Fotoğraf: Kazım Kızıl
Röportaj: Eylem Esen Arabacı
İzmir Alsancak’ta trans kadınların yoğun olarak yaşadığı Bornova Sokak, bir kez daha baskı ve müdahalelerle gündemde. Konak Kaymakamlığı tarafından alınan karar doğrultusunda sokakta yer alan 14 daire hakkında “fuhuşla mücadele” gerekçesiyle kapatma kararı verildi. Karar, hafta başında evlerde yaşayan trans kadınlara tebliğ edildi. Evlerin boşaltılması için Cuma gününe kadar süre tanındı.
Kararın öncesinde ise polisin mahalledeki emlakçıları arayarak evlerde kalan kişilerin kimlik bilgilerini ve kira kontratlarını talep ettiği öğrenildi. Sokak sakinlerinden B.T., yaşadıkları süreci Pembe Hayat’a anlattı.
B.T., yaşadıklarını şöyle aktardı:
“11 Temmuz sabahı emlakçıdan gelen telefonla uyandık. Sesi oldukça tedirgindi. Kendisinin ve ev sahibimizin ahlak büro tarafından arandığını, evde yaşayanların kimlik bilgilerinin ve yasal kontratlarının istendiğini söyledi. Bunun üzerine avukatımızla birlikte ahlak büroya gittik ve tebligatları oradan aldık.”
Daha önce de evlerinin 3’er aylık sürelerle kapatıldığını belirten B.T., bu kez emniyetle kurulan iletişimin önceki müdahalelere kıyasla farklı olduğunu söyledi:
“Emniyetteki memurlar bize karşı oldukça içtendi.

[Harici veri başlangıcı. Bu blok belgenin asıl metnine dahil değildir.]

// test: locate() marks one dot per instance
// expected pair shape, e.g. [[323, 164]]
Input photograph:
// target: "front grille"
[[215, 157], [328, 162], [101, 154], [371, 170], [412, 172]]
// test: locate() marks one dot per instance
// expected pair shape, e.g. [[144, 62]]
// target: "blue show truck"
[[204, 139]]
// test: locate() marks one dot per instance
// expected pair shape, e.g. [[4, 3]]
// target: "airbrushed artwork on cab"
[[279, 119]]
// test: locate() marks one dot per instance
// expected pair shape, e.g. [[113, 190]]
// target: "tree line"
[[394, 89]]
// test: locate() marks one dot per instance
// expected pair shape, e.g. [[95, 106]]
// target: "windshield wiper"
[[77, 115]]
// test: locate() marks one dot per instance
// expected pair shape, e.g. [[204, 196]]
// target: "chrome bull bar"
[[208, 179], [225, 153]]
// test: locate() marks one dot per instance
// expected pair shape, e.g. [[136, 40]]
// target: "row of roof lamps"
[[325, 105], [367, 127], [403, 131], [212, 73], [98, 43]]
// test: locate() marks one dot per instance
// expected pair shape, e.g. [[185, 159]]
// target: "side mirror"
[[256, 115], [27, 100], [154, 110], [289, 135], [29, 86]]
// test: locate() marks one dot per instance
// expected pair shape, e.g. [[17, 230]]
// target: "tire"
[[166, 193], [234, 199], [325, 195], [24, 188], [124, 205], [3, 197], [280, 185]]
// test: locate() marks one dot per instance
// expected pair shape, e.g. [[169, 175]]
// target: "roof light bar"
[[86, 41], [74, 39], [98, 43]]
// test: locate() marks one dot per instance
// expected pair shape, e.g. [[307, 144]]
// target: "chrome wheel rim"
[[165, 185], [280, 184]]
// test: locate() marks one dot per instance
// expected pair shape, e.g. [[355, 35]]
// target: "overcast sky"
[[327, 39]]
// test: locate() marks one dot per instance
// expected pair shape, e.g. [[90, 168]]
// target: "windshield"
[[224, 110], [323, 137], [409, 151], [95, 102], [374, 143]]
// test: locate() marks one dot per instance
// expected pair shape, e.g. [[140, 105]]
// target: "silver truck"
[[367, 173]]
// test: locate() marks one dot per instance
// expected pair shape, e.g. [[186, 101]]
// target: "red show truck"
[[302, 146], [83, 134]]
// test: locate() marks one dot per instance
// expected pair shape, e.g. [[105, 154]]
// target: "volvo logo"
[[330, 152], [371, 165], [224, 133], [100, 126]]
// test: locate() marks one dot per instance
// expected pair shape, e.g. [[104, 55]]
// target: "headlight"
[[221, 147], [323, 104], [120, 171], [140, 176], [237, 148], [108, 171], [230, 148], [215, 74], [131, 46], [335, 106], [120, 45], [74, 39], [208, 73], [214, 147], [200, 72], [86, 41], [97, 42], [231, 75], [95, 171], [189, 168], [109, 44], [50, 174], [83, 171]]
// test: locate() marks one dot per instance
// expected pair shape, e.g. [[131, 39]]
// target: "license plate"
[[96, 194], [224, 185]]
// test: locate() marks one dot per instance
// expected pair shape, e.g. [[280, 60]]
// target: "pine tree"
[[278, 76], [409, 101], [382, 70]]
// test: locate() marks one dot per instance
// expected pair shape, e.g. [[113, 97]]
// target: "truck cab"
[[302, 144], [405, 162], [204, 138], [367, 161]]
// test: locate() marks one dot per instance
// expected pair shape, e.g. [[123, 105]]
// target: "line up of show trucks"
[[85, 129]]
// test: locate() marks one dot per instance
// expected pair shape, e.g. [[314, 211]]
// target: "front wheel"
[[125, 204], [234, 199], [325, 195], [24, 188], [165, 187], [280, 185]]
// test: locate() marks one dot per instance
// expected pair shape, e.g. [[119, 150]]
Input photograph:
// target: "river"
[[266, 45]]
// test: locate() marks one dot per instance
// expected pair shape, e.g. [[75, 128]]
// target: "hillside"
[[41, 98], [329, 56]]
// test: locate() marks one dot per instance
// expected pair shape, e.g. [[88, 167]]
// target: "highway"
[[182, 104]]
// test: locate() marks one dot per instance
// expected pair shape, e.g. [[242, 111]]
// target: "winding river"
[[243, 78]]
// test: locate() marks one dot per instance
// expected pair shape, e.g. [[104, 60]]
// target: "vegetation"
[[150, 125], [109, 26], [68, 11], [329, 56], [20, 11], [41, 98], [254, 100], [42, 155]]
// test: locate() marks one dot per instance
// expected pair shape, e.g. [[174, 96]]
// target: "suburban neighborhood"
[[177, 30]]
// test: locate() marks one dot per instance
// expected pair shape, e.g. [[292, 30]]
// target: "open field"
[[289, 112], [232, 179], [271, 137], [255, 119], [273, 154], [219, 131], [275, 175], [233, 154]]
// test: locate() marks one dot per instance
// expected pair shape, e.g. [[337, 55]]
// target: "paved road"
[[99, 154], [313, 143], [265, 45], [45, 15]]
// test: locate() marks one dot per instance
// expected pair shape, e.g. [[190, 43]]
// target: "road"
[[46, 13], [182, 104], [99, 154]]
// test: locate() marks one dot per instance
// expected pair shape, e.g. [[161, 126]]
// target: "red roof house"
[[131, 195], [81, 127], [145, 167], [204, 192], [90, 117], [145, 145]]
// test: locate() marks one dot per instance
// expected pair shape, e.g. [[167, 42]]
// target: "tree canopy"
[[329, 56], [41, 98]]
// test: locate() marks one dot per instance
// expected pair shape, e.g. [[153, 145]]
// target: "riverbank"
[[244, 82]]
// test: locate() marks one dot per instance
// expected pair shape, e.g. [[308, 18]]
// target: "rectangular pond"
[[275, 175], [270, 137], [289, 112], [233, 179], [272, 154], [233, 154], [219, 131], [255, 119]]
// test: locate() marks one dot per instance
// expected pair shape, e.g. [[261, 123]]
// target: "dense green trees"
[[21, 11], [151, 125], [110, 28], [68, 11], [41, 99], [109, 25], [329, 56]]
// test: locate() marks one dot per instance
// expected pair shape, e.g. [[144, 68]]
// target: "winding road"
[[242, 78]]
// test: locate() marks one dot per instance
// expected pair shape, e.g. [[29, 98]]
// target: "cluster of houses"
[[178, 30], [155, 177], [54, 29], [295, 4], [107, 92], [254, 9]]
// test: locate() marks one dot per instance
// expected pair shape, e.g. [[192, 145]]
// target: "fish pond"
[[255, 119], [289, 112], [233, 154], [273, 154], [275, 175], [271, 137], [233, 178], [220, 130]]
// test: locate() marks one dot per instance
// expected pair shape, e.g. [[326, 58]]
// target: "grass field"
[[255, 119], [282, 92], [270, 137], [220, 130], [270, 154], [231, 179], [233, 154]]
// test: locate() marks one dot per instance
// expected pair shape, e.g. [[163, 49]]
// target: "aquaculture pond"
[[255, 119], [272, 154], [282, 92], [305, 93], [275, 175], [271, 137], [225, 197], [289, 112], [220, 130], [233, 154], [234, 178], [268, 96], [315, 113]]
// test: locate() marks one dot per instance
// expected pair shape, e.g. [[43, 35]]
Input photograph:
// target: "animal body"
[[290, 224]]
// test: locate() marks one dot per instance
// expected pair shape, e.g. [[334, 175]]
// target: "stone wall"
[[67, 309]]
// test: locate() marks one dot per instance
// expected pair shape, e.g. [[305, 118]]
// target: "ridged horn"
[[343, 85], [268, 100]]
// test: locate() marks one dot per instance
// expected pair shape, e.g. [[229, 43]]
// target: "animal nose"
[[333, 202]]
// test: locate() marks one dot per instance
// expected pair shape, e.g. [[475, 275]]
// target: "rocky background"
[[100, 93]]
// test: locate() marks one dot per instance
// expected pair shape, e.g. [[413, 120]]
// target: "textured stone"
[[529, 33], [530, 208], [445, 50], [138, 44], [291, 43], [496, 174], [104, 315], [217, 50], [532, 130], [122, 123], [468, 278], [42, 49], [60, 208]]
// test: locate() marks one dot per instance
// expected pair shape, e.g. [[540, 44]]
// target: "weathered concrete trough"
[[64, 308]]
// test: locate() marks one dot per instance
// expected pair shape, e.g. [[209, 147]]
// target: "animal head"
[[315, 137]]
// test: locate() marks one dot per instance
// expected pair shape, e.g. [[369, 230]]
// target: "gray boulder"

Hatta yaşadıklarımıza üzüldüklerini söylediler. İtiraz hakkımız olduğunu ve bunu mutlaka kullanmamız gerektiğini belirttiler.”
Ancak bu müdahalenin barınma hakkına ciddi bir darbe olduğunu vurgulayan B.T., yaşadıkları belirsizliğin günlük yaşamlarını altüst ettiğini ifade etti:
“Zaten trans kimliğimizden dolayı birçok ev sahibi bize ev vermek istemiyor. Paramızla dahi ev bulamıyoruz. Sokaklarda baktığımız çok sayıda evcil hayvanımız var, kapılarımızın önünde yaşıyorlar. En çok da onlar için üzülüyoruz. Kendimizi unuttuk neredeyse. Şu an ne yapacağımızı bilmiyoruz, sokakta kalabiliriz.”
B.T., kararın ardında devletin sistematik baskı politikalarının olduğunu düşünüyor:
“LGBTİ+’ları hedef gösteren haberlerle toplumun zihni zehirlendiğini düşünüyoruz. ‘Aile yılı’ ilanı ve LGBTİ+ karşıtı kampanyaların ardından bu kapatma kararlarının gelmesi tesadüf değil. Farklı şehirlerde de benzer müdahalelerin yaşandığını duyduk. Her şeyin bir düğmeye basılmış gibi aynı anda olması bunun bir planlama olduğunu gösteriyor.”
“En temel hakkımız yaşamak; bu suç olmamalı”
Yetkililere, kamuoyuna ve insan hakları savunucularına çağrıda bulunan B.T., transların maruz bırakıldığı ayrımcılığın son bulmasını istiyor:
“Zaten zor olan yaşam koşullarımızı daha da zorlaştırmasınlar. Kimsenin ahlakını bozmuyoruz, sadece yaşama tutunmaya çalışıyoruz. Her gün televizyonlarda ahlaksızlık örnekleri izliyoruz; aile içi şiddet, çocuk istismarı, hayvana şiddet, yolsuzluk... Bu çürümüşlükle mücadele etsinler, bizimle değil. Biz sadece yaşamak istiyoruz.”